THH Playbook

Call Control Mastery

Why Call Control Matters (First 30 sec - 2 min is Critical)

Call control is critical because most callers are not actually calling for information. They are calling because they are scared, overwhelmed, uncertain, or in crisis. When a call feels chaotic or unfocused, it increases anxiety and leads to hesitation, price shopping, or disengagement.

What "Call Control" Actually Means

Call control does NOT mean:

  • Talking over the caller
  • Being aggressive or pushy
  • Ignoring their questions
  • Forcing them through your script

Call control DOES mean:

  • Owning the process
  • Setting the frame
  • Guiding the conversation like a professional
  • The caller is answering YOUR questions in YOUR order, not the reverse

How to Maintain Control Without Being Pushy

Technique 1: Answer Their Opening Statement with a Question

Example:

  • Caller: "Hi, I need help with a substance problem."
  • You: "Of course, I'm glad you called. Let me ask you first — are you calling for yourself or a loved one?"
  • NOT: "We offer comprehensive inpatient and outpatient treatment programs..."

Technique 2: Get Permission Before Going Deep

"So I can point you in the right direction, I need to get some information from you. That okay?"

Effectiveness:
high%
Scenario: get-permission

Technique 3: Answer Briefly, Then Redirect

Example:

  • Caller: "What's your location?"
  • You: "We have multiple locations. Before I explain all that, where are you calling from?"
  • Then PAUSE. Wait for them to answer. Don't fill the silence with more information.

Technique 4: Use Silence as a Control Tool

After you ask a qualifying question, be quiet. Completely. For 3-5 seconds. It feels like an eternity, but callers will talk if you let them.

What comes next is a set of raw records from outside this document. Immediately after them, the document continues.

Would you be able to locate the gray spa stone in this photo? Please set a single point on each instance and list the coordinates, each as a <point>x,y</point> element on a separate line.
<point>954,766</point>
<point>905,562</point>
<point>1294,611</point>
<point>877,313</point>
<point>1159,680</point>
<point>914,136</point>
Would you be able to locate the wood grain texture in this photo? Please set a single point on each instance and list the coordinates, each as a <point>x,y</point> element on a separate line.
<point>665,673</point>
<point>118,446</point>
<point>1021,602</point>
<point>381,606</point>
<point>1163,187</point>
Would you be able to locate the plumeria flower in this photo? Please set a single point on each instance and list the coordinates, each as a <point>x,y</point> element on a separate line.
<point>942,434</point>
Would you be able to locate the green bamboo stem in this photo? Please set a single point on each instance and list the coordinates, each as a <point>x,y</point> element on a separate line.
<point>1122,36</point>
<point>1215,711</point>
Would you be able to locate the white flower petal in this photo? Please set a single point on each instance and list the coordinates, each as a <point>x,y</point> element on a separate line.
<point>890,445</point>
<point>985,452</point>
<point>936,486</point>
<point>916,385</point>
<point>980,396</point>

The Balance Between Answering and Qualifying

You will face this tension constantly: "Should I answer this question, or should I redirect to qualification?"

Examples:

Good to answer:

Caller: "Do you take Blue Shield?"

You: "We work with most major insurance. Let me verify your specific plan. Are you calling for yourself or a loved one?"

Effectiveness:
high%
Scenario: good-to-answer

Good to defer:

Caller: "Tell me about your program."

You: "Absolutely — we offer different programs depending on what someone actually needs. Are you calling for yourself or a loved one?"

Effectiveness:
high%
Scenario: good-to-defer

Managing Resistant Callers

Some callers will resist your process. They want to ask all the questions before committing to your qualification sequence. Here's how to handle that:

Vocal Tonality Matters

  • Calm confidence: Your tone should signal "I know what I'm doing"
  • No apologizing: Don't say "I'm sorry, but..." when asking for information
  • Friendly firmness: You're guiding, not demanding
  • Pacing: Slow down. Fast talking signals anxiety and undermines authority

Pacing and Leading

This is a psychological technique:

  1. Pace: Match their energy and concern ("I totally understand why you'd want to know that")
  2. Lead: Redirect to your process ("Here's the best way to get you an accurate answer...")

Common Mistakes That Kill Call Control

Mistake 1: Answering Questions Out of Sequence

When you answer their questions before qualifying them, you lose control. They'll keep asking questions and never commit to your process.

Mistake 2: Over-Explaining

When you give too much information too early, callers get overwhelmed. Information overload creates paralysis, not action.

Mistake 3: Apologizing for Your Process

When you say "I'm sorry, but I need to ask a few questions first," you're positioning your process as an inconvenience rather than a professional standard.

Mistake 4: Filling Silence

When you ask a question and immediately fill the silence with more talking, you signal that you're uncomfortable with silence. This undermines your authority.

Mistake 5: Getting Defensive

When a caller pushes back ("Why do you need to know that?"), getting defensive makes them more resistant. Instead, explain the reason calmly.